A composable architecture is fundamentally about avoiding monolithic black boxes. When you have different AIs—one for network optimization from a vendor, another for customer churn you built in-house—a composable approach allows you to wrap each one in a consistent governance layer. This means you can apply the same security rules, the same audit logging standards, and the same access controls to every model, regardless of its origin. This is critical for auditability because it creates a single, coherent story of how a decision was made, even if it passed through three different AI systems. The first step for a telco is to map its critical BSS/OSS workflows and identify the decision points. Then, instead of hard-coding a single AI into that process, they should build standardized APIs that allow different AI “agents” to be plugged in or swapped out. This architectural decision creates the flexibility and control needed to manage a multi-model future without compromising security.
Traditional telecom security focused on infrastructure and access control, which is insufficient for managing autonomous AI decisions. What specific new capabilities must security and operations teams develop to ensure the integrity of decisions that impact revenue, compliance, and customer outcomes?

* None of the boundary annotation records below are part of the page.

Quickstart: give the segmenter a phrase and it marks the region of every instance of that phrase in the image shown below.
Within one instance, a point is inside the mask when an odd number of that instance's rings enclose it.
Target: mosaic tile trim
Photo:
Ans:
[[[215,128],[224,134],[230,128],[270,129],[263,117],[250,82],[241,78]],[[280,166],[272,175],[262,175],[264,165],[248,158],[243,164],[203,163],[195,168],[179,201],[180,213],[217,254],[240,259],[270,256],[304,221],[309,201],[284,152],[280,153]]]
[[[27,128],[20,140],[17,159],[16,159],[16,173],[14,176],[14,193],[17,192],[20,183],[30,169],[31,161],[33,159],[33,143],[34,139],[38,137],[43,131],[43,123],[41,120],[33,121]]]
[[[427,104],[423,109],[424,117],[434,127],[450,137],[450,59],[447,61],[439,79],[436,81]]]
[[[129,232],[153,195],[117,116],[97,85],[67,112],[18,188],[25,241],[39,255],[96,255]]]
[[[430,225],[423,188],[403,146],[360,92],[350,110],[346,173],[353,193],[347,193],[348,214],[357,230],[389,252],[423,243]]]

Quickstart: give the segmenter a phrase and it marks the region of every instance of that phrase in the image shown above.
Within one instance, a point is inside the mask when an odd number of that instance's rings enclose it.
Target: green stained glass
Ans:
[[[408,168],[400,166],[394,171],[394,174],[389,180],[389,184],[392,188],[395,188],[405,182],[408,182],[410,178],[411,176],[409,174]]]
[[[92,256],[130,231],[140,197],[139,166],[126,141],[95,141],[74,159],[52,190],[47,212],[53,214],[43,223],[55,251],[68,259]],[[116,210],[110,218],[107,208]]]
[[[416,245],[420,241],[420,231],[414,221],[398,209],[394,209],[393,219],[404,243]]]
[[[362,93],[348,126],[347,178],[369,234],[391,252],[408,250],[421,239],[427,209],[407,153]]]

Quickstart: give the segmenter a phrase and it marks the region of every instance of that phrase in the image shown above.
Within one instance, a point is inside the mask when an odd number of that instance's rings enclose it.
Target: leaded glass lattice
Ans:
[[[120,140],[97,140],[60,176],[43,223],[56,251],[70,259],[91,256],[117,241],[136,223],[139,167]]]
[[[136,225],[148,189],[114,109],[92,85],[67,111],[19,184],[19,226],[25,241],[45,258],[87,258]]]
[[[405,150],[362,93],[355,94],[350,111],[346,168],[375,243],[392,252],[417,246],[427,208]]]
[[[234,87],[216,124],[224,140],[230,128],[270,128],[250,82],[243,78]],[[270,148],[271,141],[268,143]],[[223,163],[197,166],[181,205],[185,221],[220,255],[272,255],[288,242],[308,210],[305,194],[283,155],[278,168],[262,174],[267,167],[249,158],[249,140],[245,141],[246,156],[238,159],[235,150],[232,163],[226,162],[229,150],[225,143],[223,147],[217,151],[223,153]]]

This is a profound shift in mindset. For decades, telecom security was about protecting the pipes and the data centers. Now, it must be about protecting the integrity of the decisions flowing through them. The new capabilities required are less about firewalls and more about forensic accounting for automated systems. Security and operations teams need to develop skills in “decision integrity assurance.” This includes the ability to audit an AI’s logic, not just its output. They need tools for continuous observability to track how AI models adapt and change over time, flagging any drift that could lead to non-compliant or commercially unsound decisions. And critically, they need to build a rapid-response capability to investigate and remediate an automated error, understanding the full business impact—from revenue to regulation—of a single faulty decision.
What is your forecast for AI-driven telco operations over the next three to five years?
Over the next three to five years, I forecast a critical divergence in the industry. We will see a group of CSPs who successfully make the leap from isolated AI pilots to a truly trusted, automated operational core. These operators will have embraced governance not as a restriction but as a strategic enabler. Their “Agentic AI Mesh” will be a coordinated, resilient, and transparent system that drives efficiency and innovation. On the other hand, there will be a group that continues to deploy AI tools without the underlying governance frameworks. They will be plagued by opaque errors, regulatory fines, and revenue leakage, constantly struggling to explain why their automated systems made certain decisions. The winners won’t be the ones with the most AI models, but the ones who have mastered the art of trusted automation at scale.